2. Notez les informations suivantes pour le compte de service concerné :

   Accès aux composants

   Cluster	Secret	Espace de noms
   Administrateur	admin-cluster-creds	kube-system
   Administration	user-cluster-creds	CLUSTER_NAME-gke-onprem-mgmt
   Administration	private-registry-creds	kube-system
   Utilisateur	private-registry-creds	kube-system

   • Si vous n'utilisez pas de registre privé, le secret private-registry-creds contient la clé de votre compte de service d'accès au composant.
   • Si vous utilisez un registre privé, le secret private-registry-creds contient les identifiants de votre registre privé, et non la clé du compte de service d'accès au composant.

   Registre Connect

   Cluster	Secret	Espace de noms
   Administrateur	admin-cluster-creds	kube-system
   Administration	user-cluster-creds	CLUSTER_NAME-gke-onprem-mgmt

   Surveillance et journalisation

   Cluster	Secret	Espace de noms
   Administrateur	admin-cluster-creds	kube-system
   Administration	user-cluster-creds	CLUSTER_NAME-gke-onprem-mgmt
   Utilisateur	google-cloud-credentials	kube-system
   Utilisateur	stackdriver-service-account-key	knative-serving

   Journaux d'audit

   Cluster	Secret	Espace de noms
   Administrateur	admin-cluster-creds	kube-system
   Administration	user-cluster-creds	CLUSTER_NAME-gke-onprem-mgmt
   Administration	kube-apiserver	CLUSTER_NAME

   Mesure de l'utilisation

   Cluster	Secret	Espace de noms
   Administration	user-cluster-creds	CLUSTER_NAME-gke-onprem-mgmt
   Utilisateur	usage-metering-bigquery-service-account-key	kube-system

   Stackdriver

   Cluster	Secret	Espace de noms
   Administrateur	admin-cluster-creds	kube-system
   Administration	user-cluster-creds	CLUSTER_NAME-gke-onprem-mgmt
   Utilisateur	google-cloud-credentials	kube-system
   Utilisateur	stackdriver-service-account-key	knative-serving

3. Créez une sauvegarde de chaque secret à l'aide de la commande suivante :

   kubectl get secret SECRET --namespace NAMESPACE \
       --kubeconfig KUBECONFIG -o json > backup/SECRET-NAMESPACE.json

   Remplacez les éléments suivants :

   • NAMESPACE : espace de noms dans lequel se trouve le secret. Par exemple, kube-system.
   • KUBECONFIG : chemin d'accès au fichier kubeconfig pour le cluster d'administrateur ou d'utilisateur.
   • SECRET : nom du secret. Par exemple, admin-cluster-creds.

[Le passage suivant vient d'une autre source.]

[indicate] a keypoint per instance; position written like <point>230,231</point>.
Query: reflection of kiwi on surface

   Par exemple, exécutez les commandes suivantes pour le compte de service de journalisation d'audit :

   kubectl get secret admin-cluster-creds --namespace kube-system \
           --kubeconfig KUBECONFIG -o json > backup/admin-cluster-creds-kube-system.json
   
   kubectl get secret user-cluster-creds --namespace NAMESPACE \
           --kubeconfig KUBECONFIG -o json > backup/user-cluster-creds-NAMESPACE.json
   
   kubectl get secret kube-apiserver --namespace NAMESPACE \
           --kubeconfig KUBECONFIG -o json > backup/kube-apiserver-NAMESPACE.json

4. Pour créer un fichier de clé de compte de service, exécutez la commande suivante :

   gcloud iam service-accounts keys create NEW_KEY_FILE --iam-account IAM_ACCOUNT

   Remplacez les éléments suivants :

   • NEW_KEY_FILE : nom du nouveau fichier de clé de compte de service.
   • IAM_ACCOUNT : adresse e-mail du compte de service.

5. Dans le fichier de configuration du cluster d'administrateur, recherchez le champ componentAccessServiceAccountKeyPath, la section gkeConnect, la section stackdriver et la section cloudAuditLogging. À ces endroits, remplacez les chemins d'accès aux fichiers de clé de compte de service.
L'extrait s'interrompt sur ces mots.